Yo hace un tiempo que no me engancho a leer un libro. Creo que me está costando meterme en la ficción, que ando mucho en lo real cotidiano, en lo terrenal. Además, también hacía un tiempo que no lo veía a Juancho, así que me subí a la bici y fui al departamento, sin saber muy bien como era la cosa.
Cuando llegué, le dimos una mano al viejo de Chojuan con cargar unas cosas al auto. El flete lo había dejado en banda y había banda de cosas. Después subí la escalera, entré y me encontré con un living amplio con libros por todos lados: cientos en el piso, en la mesa separados unos pocos, en las sillas descansando algunos.
También estaban ahí una chica joven con su madre, que cantaba en el coro con la hermana de Juancho y, casualmente, también con Paloma. Tan loco que no parece casual. Eran las tres contra alto del coro de niños.

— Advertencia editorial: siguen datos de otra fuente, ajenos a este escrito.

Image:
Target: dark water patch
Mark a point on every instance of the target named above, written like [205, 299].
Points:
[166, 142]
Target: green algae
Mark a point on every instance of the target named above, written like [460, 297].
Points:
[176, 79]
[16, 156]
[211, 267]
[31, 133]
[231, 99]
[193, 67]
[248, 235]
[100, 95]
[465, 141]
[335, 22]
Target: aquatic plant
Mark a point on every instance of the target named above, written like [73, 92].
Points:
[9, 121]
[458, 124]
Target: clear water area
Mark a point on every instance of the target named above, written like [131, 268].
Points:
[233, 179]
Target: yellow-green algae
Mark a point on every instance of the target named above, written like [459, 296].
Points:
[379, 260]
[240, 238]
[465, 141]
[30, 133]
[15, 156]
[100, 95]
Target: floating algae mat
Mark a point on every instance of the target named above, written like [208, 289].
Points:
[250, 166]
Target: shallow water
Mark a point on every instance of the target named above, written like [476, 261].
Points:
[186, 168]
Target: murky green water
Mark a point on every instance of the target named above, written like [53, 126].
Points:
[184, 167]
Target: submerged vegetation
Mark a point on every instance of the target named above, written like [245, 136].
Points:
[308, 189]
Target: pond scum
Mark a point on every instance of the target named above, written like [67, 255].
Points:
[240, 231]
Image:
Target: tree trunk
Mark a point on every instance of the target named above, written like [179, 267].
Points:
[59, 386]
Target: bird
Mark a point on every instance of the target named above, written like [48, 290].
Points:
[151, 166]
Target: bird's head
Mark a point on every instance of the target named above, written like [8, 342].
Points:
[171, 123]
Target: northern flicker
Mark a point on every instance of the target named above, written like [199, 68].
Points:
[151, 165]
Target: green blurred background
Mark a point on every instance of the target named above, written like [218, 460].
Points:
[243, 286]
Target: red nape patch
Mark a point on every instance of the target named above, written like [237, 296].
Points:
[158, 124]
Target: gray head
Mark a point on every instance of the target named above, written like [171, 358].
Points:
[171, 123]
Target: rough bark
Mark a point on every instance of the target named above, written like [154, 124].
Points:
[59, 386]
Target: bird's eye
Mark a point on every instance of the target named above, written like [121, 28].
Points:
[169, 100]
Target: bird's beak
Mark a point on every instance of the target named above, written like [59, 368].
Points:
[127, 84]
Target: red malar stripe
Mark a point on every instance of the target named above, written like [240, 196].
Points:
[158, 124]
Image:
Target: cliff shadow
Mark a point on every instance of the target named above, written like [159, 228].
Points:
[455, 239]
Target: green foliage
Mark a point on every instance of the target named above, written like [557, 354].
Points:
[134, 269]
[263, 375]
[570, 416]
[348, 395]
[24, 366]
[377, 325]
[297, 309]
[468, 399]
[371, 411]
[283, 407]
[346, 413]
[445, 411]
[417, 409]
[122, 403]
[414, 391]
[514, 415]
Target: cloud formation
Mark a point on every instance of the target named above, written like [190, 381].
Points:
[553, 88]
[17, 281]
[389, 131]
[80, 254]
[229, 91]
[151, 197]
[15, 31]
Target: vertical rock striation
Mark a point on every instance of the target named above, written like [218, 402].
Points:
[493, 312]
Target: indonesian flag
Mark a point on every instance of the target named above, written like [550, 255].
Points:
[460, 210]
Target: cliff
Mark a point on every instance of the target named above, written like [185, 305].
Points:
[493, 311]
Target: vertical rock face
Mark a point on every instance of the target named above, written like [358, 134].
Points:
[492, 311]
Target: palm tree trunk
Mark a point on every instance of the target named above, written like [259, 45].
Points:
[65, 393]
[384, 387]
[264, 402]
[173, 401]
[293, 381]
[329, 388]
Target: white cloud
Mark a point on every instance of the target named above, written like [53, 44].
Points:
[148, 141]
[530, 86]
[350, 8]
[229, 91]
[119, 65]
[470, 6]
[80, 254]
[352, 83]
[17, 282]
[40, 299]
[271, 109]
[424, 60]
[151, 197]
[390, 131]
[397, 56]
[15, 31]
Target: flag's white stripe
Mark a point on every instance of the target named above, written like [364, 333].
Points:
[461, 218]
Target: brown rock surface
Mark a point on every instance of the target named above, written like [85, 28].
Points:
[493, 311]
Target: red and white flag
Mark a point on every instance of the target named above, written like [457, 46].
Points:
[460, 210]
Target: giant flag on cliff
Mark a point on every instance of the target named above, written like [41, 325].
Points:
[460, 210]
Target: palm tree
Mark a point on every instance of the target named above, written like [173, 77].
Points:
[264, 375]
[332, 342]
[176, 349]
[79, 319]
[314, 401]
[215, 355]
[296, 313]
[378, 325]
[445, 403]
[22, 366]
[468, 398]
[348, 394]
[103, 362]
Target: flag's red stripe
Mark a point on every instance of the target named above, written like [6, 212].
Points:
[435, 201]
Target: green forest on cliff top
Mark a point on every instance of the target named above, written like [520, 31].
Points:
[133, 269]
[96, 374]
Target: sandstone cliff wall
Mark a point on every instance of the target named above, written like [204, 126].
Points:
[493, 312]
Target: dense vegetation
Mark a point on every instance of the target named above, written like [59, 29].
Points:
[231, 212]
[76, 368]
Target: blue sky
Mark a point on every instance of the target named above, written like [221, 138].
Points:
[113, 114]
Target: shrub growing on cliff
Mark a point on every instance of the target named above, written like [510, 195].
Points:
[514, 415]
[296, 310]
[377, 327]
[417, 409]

Intentando mirar con cautela, pero siempre un toque despistado (como para no perder la costumbre) pispeaba libros sobre cine, joyas del cuento latino, textos en francés e italiano, algo en portugués, manifiestos marxistas y novelas de eses escritores que escuchaste nombrar, sabes que con zarpades, pero nunca leíste.
Mientras, tomábamos unos amargos y charlábamos. Así me fui enterando quién era la abuela de Juan. Alma Maritano partió hace un año y medio y fue una escritora muy reconocida acá en Rosario. En su taller formó a muchos escritores, y tenía bibliotequitas hasta en el baño, además de muchas dedicatorias bellísimas en sus libros.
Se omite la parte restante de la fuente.